Südkoreas Medien berichten von möglichem technischen Defekt. Unterdessen wurde die Leiche des jungen Hilferufers gefunden. Der Schüler hatte noch vor der Besatzung einen Notruf abgesetzt.
Seoul. Mehr als eine Woche nach dem Fährunglück in Südkorea haben Taucher im Wrack des gesunkenen Schiffs die Leiche des Schülers gefunden, der noch vor der Besatzung einen Notruf abgesetzt hatte. Der Junge mit dem Nachnamen Choi sei von seinen Eltern identifiziert worden, berichtete die Nachrichtenagentur Yonhap am Donnerstag. Er hatte drei Minuten vor der Besatzung völlig verängstigt den Notruf angerufen und berichtet, dass die Fähre sinke. Sein Anruf heizte den Ärger über die späte Reaktion von Kapitän und Besatzung weiter an.
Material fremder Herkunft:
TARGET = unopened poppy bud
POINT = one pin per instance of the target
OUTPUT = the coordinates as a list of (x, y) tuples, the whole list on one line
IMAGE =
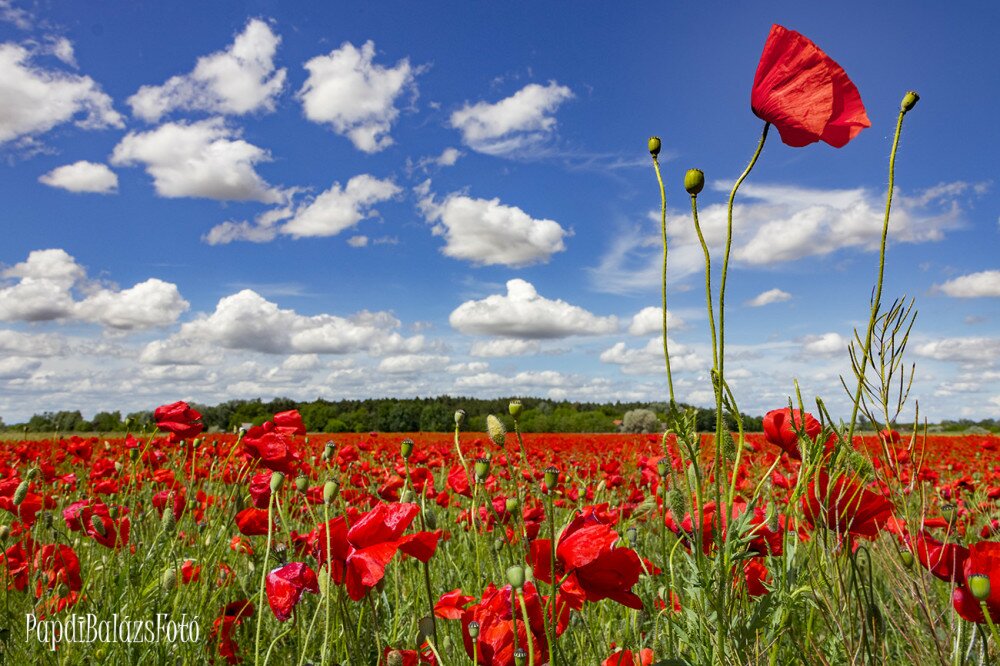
[(515, 408), (979, 585), (98, 525), (169, 579), (496, 430), (330, 491), (551, 476), (21, 492), (694, 181), (482, 468), (406, 448), (515, 576), (663, 467)]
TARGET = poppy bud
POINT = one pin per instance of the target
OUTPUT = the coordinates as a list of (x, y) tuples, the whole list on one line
[(515, 408), (979, 585), (694, 181), (515, 576), (663, 467), (910, 100), (551, 476), (21, 493), (330, 491), (406, 448), (496, 430), (482, 468)]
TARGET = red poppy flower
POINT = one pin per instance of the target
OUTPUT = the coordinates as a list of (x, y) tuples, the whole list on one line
[(179, 420), (588, 564), (284, 587), (805, 94)]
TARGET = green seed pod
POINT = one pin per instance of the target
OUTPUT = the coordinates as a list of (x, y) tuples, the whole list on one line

Die „Sewol“ war vor einer Woche auf dem Weg zur Insel Jeju mit 476 Menschen an Bord gekentert und später gesunken. 174 Insassen wurden gerettet, darunter der 69-jährige Kapitän und zwei Drittel seiner Besatzung. Die Zahl der bestätigten Todesopfer stieg am Donnerstag auf 169, 133 galten noch als vermisst. Ihre Bergung in dem trüben Wasser ist äußerst mühsam.
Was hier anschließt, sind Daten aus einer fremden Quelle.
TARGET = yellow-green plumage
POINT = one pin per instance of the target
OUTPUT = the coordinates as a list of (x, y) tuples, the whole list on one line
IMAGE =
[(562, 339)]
An Bord der Unglücksfähre befanden sich 352 Schüler einer Mittelschule der Stadt Ansan sowie rund ein Dutzend ihrer Lehrer, die zu einem Schulausflug auf die Urlaubsinsel Jeju wollten. Nur 75 der Jugendlichen überlebten das Unglück.
Nach Angaben von Gerichtsmedizinern wollen einige Eltern der getöteten Schüler eine Autopsie verlangen, um die genaue Todesursache festzustellen. Sie glauben, dass ihre Kinder möglicherweise zunächst in Lufteinschlüssen überlebt haben und noch am Leben sein könnten, hätten die Bergungsarbeiten nicht so lange gedauert. Bis die Taucher zu den ersten Leichen vordrangen, vergingen vier Tage.
Die Umstände des Unglücks sind noch nicht aufgeklärt. Sieben Crew-Mitglieder wurden verhaftet, darunter Kapitän Lee Joon Seok. Sie sollen die Evakuierung verzögert und die Passagiere im Stich gelassen haben, weil sie frühzeitig das Schiff verließen. Vier weitere Besatzungsmitglieder sind in Polizeigewahrsam, aber bisher noch nicht angeklagt. Einer von ihnen, der leitende Maschinist der „Sewol“, sagte aus, er habe vor dem Unglück keine technischen Probleme festgestellt. Dagegen berichten Südkoreas Medien, die Besatzung der Fähre habe zwei Wochen vor dem Unglück von einem technischen Problem mit dem Ruder berichtet. Der Defekt sei aber offenbar nicht behoben worden. Ermittler vermuten als eine mögliche Unglücksursache eine abrupte Kursänderung, wodurch die Ladung verrutscht und das Schiff in Schieflage geraten sei.